Agostino Megale, segretario generale della Fisac Cgil, avevate previsto che sarebbe esploso questo disastro in Monte Paschi di Siena?
Che la situazione del gruppo fosse tra le più difficili e complicate all’interno del settore bancario che sta vivendo la crisi più profonda dal dopoguerra, lo avevamo presente. Che la situazione avesse risvolti di questa drammaticità, fino a questa operazione sui derivati, assolutamente no, eravamo all’oscuro. E’ evidente che questo fatto ci dice che la situazione è più drammatica di ieri e a pagare le conseguenze non possono essere i 30mila lavoratori o i 6 milioni di clienti.
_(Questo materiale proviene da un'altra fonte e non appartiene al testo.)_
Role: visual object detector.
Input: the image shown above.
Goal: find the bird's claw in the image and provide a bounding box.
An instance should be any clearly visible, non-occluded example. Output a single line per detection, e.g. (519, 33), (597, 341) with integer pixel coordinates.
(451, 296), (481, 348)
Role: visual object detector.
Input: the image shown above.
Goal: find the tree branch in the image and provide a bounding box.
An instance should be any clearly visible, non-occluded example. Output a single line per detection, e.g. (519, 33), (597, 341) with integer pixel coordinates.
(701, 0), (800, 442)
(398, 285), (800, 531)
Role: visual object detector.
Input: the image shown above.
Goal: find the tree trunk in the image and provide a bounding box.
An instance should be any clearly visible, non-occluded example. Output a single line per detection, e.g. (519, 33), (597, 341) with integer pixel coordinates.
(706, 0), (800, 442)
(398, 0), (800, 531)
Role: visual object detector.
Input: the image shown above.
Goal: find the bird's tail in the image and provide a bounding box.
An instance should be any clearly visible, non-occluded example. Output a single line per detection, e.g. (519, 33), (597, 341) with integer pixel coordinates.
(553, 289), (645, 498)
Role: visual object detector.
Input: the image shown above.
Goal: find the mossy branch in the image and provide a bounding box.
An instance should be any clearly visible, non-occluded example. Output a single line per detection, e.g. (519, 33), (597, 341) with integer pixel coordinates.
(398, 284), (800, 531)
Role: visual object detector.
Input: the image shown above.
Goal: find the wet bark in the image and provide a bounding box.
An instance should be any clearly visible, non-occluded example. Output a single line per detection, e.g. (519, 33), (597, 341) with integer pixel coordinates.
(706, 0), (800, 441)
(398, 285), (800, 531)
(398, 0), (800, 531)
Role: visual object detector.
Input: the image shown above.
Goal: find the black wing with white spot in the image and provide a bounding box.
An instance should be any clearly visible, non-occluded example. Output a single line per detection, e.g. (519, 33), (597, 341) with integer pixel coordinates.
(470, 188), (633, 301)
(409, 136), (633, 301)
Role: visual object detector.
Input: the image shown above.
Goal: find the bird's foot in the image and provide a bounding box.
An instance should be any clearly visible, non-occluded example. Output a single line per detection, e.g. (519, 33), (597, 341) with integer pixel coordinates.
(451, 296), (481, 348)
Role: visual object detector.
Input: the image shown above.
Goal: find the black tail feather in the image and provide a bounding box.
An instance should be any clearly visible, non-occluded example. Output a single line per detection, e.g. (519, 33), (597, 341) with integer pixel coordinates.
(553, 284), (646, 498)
Cosa potete fare per evitare questo?
Dopo il precipitare di questa tempesta abbiamo sollecitato l’azienda a mettere in trasparenza cosa intende fare e in che modo ha intenzione di affrontare le difficoltà. Abbiamo ribadito la nostra posizione nel corso del primo incontro con il gruppo e riteniamo che si debba ripartire dall’accordo quadro separato che non abbiamo sottoscritto, dal momento che eravamo contrari al processo di esternalizzazione che ha coinvolto oltre 1000 lavoratori, contro il quale avevamo proposto un progetto di solidarietà che permettesse di tutelare l’occupazione anche facendo sostenere ai lavoratori sacrifici ben più grandi, quali minori retribuzioni dovute a minor ore lavorate.
Oltre 7mila lavoratori hanno bocciato quell’accordo e nei fatti questo è un punto di debolezza per il sindacato. Dobbiamo trovare la capacità di andare oltre e lavorare sull’unità sindacale superare le divisioni e fare ciò che serve per tutelare l’occupazione e rilanciare la banca.
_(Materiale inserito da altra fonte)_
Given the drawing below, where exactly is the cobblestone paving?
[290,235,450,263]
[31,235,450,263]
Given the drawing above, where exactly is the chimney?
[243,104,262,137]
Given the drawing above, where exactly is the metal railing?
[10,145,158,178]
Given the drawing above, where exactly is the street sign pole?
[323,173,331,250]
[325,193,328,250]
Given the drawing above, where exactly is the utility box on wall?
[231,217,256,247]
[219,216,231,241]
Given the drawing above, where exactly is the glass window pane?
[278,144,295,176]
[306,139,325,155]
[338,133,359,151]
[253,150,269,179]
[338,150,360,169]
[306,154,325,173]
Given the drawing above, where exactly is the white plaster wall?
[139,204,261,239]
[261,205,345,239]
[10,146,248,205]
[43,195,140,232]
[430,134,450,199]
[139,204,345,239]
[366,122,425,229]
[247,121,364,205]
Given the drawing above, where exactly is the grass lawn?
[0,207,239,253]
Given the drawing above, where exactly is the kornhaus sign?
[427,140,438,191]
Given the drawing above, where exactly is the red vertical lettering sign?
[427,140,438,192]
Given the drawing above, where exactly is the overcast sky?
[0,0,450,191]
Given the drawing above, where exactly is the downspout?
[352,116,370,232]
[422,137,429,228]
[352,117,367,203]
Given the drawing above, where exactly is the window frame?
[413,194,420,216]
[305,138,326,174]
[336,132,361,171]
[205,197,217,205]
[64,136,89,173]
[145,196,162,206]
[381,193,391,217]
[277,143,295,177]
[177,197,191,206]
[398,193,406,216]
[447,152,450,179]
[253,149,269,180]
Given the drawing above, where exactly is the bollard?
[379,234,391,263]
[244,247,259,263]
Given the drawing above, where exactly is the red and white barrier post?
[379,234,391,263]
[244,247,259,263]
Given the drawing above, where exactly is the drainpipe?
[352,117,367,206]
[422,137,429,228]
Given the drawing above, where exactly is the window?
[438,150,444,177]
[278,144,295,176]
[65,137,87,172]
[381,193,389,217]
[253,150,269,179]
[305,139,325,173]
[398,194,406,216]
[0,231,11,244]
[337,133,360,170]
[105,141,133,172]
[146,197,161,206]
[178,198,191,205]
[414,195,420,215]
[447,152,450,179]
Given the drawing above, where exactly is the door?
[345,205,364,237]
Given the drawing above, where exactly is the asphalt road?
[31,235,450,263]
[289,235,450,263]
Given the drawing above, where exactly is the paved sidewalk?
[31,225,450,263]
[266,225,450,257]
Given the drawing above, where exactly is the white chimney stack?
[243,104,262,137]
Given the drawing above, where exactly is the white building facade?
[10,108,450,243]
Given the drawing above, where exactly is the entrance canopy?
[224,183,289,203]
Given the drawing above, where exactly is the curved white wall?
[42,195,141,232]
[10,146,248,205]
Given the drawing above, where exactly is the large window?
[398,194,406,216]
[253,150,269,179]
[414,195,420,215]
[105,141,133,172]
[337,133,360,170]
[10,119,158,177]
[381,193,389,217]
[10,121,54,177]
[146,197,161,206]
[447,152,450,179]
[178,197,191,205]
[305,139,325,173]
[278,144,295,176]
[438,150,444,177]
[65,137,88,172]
È necessario salvaguardare il patrimonio, la storia, la professionalità e le competenze del Mps, ma quest’impresa richiama un problema più generale che interessa tutto il sistema bancario.
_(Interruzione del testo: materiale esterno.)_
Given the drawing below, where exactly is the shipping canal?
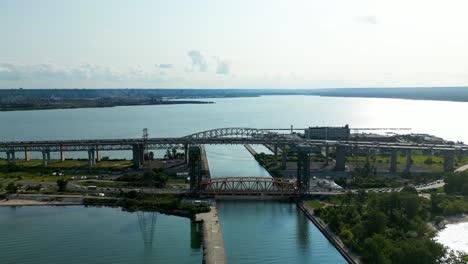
[207,145,346,264]
[0,96,468,264]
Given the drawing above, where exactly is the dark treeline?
[0,87,468,102]
[315,187,468,264]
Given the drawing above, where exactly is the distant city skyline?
[0,0,468,89]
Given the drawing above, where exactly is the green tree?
[5,182,18,193]
[57,179,68,192]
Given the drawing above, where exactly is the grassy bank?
[0,160,132,182]
[307,187,468,263]
[83,191,210,218]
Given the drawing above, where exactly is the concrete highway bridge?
[0,127,468,172]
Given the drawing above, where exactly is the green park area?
[0,160,132,182]
[307,173,468,263]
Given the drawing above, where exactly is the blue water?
[0,96,468,264]
[0,206,203,264]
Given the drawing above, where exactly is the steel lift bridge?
[0,127,468,196]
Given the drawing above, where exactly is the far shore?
[0,199,82,206]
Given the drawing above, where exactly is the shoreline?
[429,214,468,230]
[0,199,83,207]
[296,202,361,264]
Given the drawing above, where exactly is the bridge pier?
[184,143,190,164]
[42,150,50,167]
[96,145,101,162]
[132,144,145,168]
[444,151,455,172]
[366,148,370,164]
[335,145,346,171]
[24,148,31,161]
[405,149,413,172]
[88,149,95,168]
[60,145,65,161]
[281,145,288,169]
[390,149,398,173]
[6,150,16,164]
[188,145,202,194]
[325,143,330,165]
[296,145,312,196]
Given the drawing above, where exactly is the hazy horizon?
[0,0,468,89]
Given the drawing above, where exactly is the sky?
[0,0,468,89]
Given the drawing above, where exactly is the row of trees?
[316,187,446,263]
[444,171,468,195]
[117,168,169,188]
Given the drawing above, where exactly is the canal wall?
[195,206,227,264]
[296,201,361,264]
[215,195,291,201]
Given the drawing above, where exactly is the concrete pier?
[24,148,31,161]
[281,145,288,169]
[42,150,50,167]
[405,149,413,172]
[184,144,190,163]
[335,145,346,171]
[201,145,211,178]
[6,150,16,164]
[389,149,398,173]
[132,144,145,168]
[195,206,227,264]
[88,149,95,168]
[444,151,455,172]
[96,145,101,162]
[60,146,65,161]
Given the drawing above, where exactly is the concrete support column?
[132,144,144,168]
[281,145,288,169]
[405,149,413,172]
[6,150,16,164]
[366,148,370,164]
[184,143,190,164]
[24,148,31,161]
[60,146,65,161]
[96,145,101,162]
[325,144,330,165]
[335,145,346,171]
[390,149,398,173]
[88,149,94,168]
[444,151,455,172]
[42,150,49,167]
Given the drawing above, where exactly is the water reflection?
[190,221,203,250]
[136,211,157,252]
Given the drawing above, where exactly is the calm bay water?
[0,206,203,264]
[0,96,468,263]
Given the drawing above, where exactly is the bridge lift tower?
[188,145,202,193]
[296,144,312,196]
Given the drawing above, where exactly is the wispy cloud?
[355,15,380,25]
[188,50,208,72]
[216,59,231,74]
[156,63,174,69]
[0,63,161,81]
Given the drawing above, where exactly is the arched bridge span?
[200,177,299,197]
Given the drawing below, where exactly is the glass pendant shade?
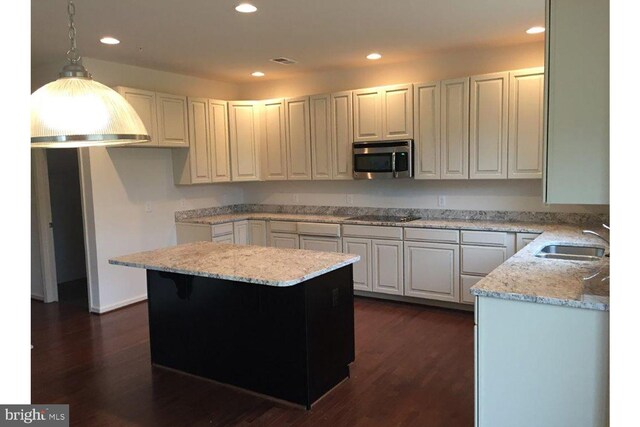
[31,73,151,148]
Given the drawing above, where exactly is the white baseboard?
[90,294,147,314]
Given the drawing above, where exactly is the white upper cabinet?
[545,0,609,204]
[260,99,287,181]
[188,98,211,184]
[331,91,353,179]
[353,84,413,142]
[309,95,333,179]
[209,99,231,182]
[285,96,311,180]
[115,86,158,147]
[380,84,413,140]
[353,88,383,142]
[229,101,261,181]
[172,98,231,185]
[156,93,189,148]
[508,67,544,179]
[469,73,509,179]
[440,77,469,179]
[413,82,440,179]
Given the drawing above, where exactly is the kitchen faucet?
[582,224,611,245]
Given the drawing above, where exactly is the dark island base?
[147,265,355,409]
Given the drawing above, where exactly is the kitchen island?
[109,242,360,409]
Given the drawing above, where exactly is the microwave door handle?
[391,151,398,178]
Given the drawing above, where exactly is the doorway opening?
[46,149,89,310]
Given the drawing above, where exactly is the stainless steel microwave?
[353,139,413,179]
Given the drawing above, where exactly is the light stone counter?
[179,212,609,311]
[109,242,360,286]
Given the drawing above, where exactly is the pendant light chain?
[67,0,81,64]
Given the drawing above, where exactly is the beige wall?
[240,42,544,99]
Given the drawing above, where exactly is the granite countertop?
[471,225,609,311]
[177,212,549,233]
[109,242,360,286]
[179,212,609,311]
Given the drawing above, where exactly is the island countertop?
[109,242,360,286]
Cosa servirebbe al sistema bancario?
Applicare le regole fino in fondo.
Ma le regole in vigore sono sufficienti?
Oggi serve avviare anche una riforma del sistema dei derivati, perché bisogna mettere il Paese a conoscenza di questi prodotti finanziari, chi li ha, quanti sono, quali rischi producono. Non è più accettabile questa discussione finta, sulla politica che controlla le banche. In realtà quello che non è più sostenibile è questa crisi prodotta dalla finanza: è la finanza, infatti, che condiziona la politica, i sistemi locali, il Paese. C’è bisogno, quindi, di rimettere la finanza sotto controllo.
Crede che vada riformato anche il ruolo dei banchieri?
Sì, assolutamente. La classe dirigente ha bisogno di un rinnovo molto forte, perché dalla foresta pietrificata degli anni ’90 è passata ai processi di fusione del 2000. E’ necessario ristrutturare il sistema bancario, le competenze e progetti industriali, con l’idea di essere al servizio delle famiglie e delle pmi e non della finanza. Non è sufficiente nominare un nuovo presidente dell’Abi, ma serve una nuova classe dirigente. Inoltre, in questi tempi di crisi profonda, occorre ridurre i compensi dei vertici: grida vendetta il fatto che il lavoratore dipendente ha il salario fermo al ’99 e i compensi del top management sono cresciuti più del 100%.
C’è chi accusa la Banca d’Italia di non aver effettuato efficacemente la vigilanza. Lei che ne pensa?
Io penso, e su questo sono d’accordo con il presidente della Repubblica, che Bankitalia abbia svolto il suo ruolo con efficienza e competenza. Il problema è che non ha sufficienti poteri per intervenire. Infatti, non basta il compito ispettivo, ma dovrebbe avere anche il potere di poter concretamente rimuovere manager non adeguati. La Consob, invece, sarebbe potuta intervenire in modo più autorevole e anche il Tesoro sarebbe potuto intervenire sulle fondazioni.
Sulle fondazioni cosa si potrebbe fare?
Applicare la norma Ciampi alla quale si era opposta la Lega Nord che aveva dichiarato l’intenzione di “mettere le mani sulle banche”, ma per fortuna la Corte Costituzionale non lo ha permesso. Le fondazioni svolgono un ruolo positivo tra le banche e il territorio ma devono avere un ruolo di minoranza e non poter avere determinati poteri, quali quello di scegliere i manager.
Secondo lei servirebbe una riforma degli organi di vigilanza?
No, servirebbe come ho detto poteri più netti e precisi a Bankitalia, e poi un senso di responsabilità ed etica, una politica più autorevole e una Consob più attenta che non decida di chiudere l’unico ufficio di analisi quantitativa sui derivati.